Cette séquence embarrassante devrait non seulement ne pas rassurer ceux qui doutent de lui, mais les mettre davantage en colère. Le chef de la première puissance mondiale ne peut tout simplement pas se permettre de se plaindre de son rythme de travail effréné. Il est par nature inscrit dans sa fiche de poste. Et s’il doit déjà se ménager aujourd’hui, qu’en sera-t-il dans quatre ans ?
Joe Biden a aussi botté en touche face aux questions sur l’opportunité de passer un test cognitif. "J’ai eu trois examens neurologiques intenses et conséquents" menés par un neurologue, le dernier "en février", a-t-il rappelé, et "ils disent que je suis en bonne forme". Les témoignages directs se multiplient pourtant ces derniers jours pour affirmer que la capacité cognitive du président s’est visiblement dégradée. Le dernier en date, celui de George Clooney, avait remis mercredi une pièce dans une machine désormais bien huilée.
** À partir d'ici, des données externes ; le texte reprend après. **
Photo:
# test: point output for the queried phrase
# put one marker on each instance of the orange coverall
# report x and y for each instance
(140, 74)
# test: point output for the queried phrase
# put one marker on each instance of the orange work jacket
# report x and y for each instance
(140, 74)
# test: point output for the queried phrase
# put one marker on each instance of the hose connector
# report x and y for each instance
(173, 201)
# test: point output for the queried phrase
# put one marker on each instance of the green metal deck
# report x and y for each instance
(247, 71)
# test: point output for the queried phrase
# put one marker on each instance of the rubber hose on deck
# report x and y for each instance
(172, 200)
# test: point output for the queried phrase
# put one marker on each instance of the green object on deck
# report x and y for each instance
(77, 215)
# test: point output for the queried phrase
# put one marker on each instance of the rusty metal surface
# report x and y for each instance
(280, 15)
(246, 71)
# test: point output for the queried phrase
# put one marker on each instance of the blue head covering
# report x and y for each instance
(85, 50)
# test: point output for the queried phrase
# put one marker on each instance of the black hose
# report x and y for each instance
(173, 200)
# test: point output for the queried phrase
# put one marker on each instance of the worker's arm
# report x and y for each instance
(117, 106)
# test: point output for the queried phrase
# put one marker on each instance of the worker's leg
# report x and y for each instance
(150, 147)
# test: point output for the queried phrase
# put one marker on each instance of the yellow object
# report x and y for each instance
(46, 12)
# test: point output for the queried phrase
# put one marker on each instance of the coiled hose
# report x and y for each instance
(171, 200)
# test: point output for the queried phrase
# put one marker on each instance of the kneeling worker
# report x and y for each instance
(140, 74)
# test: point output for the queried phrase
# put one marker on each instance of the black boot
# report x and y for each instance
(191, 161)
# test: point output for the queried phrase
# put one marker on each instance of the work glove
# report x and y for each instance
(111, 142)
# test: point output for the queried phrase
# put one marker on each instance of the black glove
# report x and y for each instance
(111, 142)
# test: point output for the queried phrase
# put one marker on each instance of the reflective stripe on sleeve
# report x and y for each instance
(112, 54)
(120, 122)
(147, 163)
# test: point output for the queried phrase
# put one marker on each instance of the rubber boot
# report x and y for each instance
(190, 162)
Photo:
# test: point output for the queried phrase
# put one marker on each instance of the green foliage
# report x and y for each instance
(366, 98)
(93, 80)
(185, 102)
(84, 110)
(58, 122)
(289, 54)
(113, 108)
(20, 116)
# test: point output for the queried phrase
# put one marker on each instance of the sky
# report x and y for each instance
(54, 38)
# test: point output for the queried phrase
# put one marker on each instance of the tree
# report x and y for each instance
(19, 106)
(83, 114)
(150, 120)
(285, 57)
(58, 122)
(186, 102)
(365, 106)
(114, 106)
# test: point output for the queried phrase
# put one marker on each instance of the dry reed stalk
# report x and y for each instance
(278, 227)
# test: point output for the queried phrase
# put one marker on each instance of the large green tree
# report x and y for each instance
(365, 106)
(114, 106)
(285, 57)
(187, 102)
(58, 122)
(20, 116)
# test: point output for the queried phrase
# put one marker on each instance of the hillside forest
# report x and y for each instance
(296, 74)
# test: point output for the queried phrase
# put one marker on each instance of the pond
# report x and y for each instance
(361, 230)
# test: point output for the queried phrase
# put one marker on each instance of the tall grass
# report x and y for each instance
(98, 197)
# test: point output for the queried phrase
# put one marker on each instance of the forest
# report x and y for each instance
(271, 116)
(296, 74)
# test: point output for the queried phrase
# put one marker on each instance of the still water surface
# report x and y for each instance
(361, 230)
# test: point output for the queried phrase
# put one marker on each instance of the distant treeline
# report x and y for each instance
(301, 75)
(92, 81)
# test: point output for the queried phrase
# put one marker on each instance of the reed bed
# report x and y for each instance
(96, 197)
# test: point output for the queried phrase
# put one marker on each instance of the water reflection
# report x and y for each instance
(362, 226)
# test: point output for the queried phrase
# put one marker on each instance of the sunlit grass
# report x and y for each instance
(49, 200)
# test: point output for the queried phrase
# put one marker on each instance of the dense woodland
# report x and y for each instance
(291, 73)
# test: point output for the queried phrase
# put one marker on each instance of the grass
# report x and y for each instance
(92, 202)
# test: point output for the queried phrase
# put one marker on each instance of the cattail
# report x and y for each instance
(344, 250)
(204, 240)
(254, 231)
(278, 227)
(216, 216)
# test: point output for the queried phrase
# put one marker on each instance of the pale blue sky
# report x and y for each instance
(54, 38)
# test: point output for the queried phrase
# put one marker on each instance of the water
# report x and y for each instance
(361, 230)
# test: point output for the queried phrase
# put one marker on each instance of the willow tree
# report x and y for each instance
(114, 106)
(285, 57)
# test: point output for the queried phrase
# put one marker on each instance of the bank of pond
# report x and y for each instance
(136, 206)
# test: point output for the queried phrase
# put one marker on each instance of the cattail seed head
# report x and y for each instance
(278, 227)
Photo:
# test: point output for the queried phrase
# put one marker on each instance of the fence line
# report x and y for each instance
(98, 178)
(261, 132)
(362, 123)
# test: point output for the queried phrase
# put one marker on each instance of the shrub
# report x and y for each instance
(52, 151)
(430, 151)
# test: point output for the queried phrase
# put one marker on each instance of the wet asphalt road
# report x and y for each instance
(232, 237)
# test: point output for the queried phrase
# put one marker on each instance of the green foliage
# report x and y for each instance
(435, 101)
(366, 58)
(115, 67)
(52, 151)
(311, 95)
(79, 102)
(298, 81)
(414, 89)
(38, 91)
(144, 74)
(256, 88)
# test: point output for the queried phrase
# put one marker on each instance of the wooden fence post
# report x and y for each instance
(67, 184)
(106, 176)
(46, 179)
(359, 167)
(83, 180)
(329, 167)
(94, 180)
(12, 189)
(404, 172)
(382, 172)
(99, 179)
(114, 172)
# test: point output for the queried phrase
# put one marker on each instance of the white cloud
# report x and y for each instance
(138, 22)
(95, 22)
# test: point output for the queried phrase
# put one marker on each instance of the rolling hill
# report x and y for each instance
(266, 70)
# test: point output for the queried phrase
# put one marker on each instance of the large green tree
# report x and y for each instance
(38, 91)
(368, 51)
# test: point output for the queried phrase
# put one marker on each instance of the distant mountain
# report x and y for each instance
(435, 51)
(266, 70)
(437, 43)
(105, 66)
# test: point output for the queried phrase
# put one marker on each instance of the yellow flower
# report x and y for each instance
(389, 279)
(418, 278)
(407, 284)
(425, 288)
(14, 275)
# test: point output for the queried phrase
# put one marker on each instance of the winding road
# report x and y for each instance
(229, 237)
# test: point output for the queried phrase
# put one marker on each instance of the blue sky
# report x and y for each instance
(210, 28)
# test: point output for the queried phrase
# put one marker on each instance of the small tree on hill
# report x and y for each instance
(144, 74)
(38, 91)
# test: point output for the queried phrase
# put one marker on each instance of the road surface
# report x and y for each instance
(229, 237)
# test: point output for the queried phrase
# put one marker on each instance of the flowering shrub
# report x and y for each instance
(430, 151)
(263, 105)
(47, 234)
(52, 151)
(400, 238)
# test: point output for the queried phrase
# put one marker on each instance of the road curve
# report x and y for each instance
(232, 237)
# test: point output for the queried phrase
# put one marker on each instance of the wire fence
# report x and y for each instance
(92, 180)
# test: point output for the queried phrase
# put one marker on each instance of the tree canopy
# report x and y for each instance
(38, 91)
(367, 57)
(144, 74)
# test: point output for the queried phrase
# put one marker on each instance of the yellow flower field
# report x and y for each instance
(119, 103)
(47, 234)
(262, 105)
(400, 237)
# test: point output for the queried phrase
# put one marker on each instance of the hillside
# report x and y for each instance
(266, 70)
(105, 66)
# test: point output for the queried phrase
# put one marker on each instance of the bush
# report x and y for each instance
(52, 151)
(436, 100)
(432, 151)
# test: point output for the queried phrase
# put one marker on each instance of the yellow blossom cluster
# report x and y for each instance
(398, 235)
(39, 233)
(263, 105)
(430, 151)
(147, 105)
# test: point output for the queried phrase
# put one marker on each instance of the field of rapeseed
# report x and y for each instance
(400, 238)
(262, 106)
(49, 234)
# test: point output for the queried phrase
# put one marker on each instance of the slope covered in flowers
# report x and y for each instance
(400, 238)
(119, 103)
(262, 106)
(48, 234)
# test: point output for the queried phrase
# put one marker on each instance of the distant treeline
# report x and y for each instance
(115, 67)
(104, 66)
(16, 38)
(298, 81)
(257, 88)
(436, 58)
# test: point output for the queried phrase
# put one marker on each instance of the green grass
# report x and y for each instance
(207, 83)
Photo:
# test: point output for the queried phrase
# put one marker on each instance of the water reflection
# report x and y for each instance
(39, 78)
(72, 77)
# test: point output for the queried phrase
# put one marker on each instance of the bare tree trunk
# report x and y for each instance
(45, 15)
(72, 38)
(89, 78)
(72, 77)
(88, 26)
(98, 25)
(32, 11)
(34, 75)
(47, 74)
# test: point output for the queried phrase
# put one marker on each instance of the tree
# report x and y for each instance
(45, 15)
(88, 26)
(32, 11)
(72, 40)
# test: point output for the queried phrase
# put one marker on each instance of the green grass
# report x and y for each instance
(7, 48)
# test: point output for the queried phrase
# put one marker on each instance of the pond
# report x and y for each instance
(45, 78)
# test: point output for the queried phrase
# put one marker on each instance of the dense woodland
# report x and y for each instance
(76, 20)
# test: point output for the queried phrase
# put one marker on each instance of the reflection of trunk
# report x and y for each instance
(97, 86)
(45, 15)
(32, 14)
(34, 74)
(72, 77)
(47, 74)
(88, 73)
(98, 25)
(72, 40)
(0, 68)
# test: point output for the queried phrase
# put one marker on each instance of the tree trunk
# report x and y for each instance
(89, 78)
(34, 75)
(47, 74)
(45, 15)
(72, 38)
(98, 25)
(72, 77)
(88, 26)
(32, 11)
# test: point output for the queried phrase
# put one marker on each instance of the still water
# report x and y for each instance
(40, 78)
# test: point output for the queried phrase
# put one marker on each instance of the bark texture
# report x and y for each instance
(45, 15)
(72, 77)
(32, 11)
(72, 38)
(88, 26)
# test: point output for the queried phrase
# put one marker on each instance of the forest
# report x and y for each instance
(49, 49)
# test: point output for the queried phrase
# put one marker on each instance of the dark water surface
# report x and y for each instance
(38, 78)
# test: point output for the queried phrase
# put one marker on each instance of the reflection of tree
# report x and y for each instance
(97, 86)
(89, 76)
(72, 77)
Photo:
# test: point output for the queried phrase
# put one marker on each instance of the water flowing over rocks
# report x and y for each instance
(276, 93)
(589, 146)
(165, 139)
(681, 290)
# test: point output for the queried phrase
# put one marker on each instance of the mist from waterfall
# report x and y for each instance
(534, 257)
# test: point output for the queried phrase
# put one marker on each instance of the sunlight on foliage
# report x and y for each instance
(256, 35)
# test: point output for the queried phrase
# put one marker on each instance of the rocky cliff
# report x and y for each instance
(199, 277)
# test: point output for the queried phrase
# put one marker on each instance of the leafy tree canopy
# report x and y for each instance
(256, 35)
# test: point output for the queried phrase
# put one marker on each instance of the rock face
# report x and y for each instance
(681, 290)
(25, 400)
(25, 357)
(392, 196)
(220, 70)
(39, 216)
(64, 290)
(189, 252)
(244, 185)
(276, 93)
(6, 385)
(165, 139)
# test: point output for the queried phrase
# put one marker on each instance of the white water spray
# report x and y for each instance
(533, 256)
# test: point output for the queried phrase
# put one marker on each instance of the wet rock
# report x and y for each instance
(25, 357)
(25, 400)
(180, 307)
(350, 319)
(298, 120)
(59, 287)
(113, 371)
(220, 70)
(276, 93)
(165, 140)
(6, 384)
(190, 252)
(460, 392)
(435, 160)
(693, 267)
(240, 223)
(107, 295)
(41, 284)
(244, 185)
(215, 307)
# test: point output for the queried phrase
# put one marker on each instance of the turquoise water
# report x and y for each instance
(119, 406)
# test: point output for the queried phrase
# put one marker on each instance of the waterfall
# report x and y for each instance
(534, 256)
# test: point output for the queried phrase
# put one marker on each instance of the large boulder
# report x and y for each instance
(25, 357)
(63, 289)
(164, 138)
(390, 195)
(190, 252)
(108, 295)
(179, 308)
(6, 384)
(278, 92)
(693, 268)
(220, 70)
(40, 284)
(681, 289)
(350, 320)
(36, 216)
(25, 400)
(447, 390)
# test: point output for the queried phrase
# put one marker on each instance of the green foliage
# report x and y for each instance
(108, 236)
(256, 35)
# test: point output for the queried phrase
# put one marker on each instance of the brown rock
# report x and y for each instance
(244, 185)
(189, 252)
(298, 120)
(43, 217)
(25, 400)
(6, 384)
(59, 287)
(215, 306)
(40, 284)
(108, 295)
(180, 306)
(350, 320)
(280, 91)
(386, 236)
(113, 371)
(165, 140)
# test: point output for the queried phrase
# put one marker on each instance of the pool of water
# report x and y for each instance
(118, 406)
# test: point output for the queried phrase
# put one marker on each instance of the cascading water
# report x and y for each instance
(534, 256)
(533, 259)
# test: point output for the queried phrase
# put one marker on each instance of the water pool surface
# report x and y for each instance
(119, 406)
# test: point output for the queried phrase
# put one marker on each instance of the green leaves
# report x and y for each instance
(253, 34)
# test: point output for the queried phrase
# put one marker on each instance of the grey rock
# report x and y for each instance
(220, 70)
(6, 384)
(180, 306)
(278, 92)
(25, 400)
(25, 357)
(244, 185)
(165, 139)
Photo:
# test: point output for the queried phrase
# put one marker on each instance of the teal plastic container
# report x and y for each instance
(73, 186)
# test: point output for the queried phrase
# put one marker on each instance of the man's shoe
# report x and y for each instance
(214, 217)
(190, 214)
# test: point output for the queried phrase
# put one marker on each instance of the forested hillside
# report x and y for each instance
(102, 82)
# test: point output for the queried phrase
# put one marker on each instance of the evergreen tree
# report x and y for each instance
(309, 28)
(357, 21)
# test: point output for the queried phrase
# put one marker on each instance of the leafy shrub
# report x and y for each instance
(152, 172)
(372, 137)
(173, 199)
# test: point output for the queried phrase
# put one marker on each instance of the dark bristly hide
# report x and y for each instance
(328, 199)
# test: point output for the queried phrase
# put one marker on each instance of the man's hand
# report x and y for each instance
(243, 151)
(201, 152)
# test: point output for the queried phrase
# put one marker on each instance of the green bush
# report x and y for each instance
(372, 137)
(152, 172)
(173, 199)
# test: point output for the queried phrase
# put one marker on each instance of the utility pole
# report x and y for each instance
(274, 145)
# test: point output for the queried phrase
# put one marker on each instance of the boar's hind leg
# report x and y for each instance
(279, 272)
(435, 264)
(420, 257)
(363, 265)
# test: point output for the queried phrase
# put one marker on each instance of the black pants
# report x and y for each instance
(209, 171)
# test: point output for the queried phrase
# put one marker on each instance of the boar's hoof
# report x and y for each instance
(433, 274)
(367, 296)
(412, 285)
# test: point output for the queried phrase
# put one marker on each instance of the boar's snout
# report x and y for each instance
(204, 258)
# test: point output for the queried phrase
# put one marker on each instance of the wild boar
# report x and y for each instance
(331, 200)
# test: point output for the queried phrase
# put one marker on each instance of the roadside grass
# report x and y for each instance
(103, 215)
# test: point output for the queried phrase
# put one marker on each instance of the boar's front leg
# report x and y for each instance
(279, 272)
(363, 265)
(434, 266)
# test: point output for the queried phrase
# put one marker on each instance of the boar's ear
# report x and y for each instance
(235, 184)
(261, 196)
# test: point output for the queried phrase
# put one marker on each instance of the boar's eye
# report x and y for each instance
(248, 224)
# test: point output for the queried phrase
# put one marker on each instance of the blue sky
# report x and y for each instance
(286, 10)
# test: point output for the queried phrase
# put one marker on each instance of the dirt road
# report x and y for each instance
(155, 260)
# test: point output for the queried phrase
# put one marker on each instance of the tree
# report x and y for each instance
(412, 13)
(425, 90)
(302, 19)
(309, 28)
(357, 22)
Les prochains jours seront décisifs
Une quinzaine d’élus de la Chambre des représentants et un sénateur ont déjà publiquement appelé Joe Biden à se retirer. Selon les médias américains, de nombreux autres devraient en faire autant dans les prochains jours. Nancy Pelosi, l’ancienne speaker restée extrêmement influente au sein des démocrates, leur aurait demandé d’attendre que le sommet de l’Otan soit terminé.
Les tensions ont même atteint la Maison Blanche où les fuites - chose inhabituelle dans cette administration - se multiplient : certains membres des équipes de Joe Biden, à bout, reconnaissent en privé qu’il sera désormais impossible de gagner cette élection. Les sondages, qui n'étaient déjà pas bons avant le débat, montrent en effet une chute de Joe Biden face son rival. Selon une étude Ipsos diffusée jeudi par le Washington Post et ABC, 67 % des Américains estiment qu'il devrait retirer sa candidature. La campagne Biden a même commencé à prendre le pouls de l’opinion sur la capacité de Kamala Harris à battre Donald Trump, via des sondages en interne.
Interrogé sur sa colistière, Joe Biden n’a pas manqué d’éloges, louant notamment son travail sur la défense du droit à l’avortement. Mais s’il a répété qu’elle était effectivement "qualifiée" pour le poste de présidente, il a estimé l’être encore plus. Et de brandir l'argument logistique : "Il y a d’autres gens qui pourraient aussi battre Trump mais c’est terriblement difficile de partir de zéro", a-t-il lancé.
Pour beaucoup d'analystes, le calcul est pourtant déjà fait : mieux vaut tenter de sauver la maison démocrate à l'aide d'un nouveau candidat que de se diriger les yeux fermés vers une défaite annoncée. Que cela plaise ou non à Joe Biden, les prochains jours devraient être décisifs.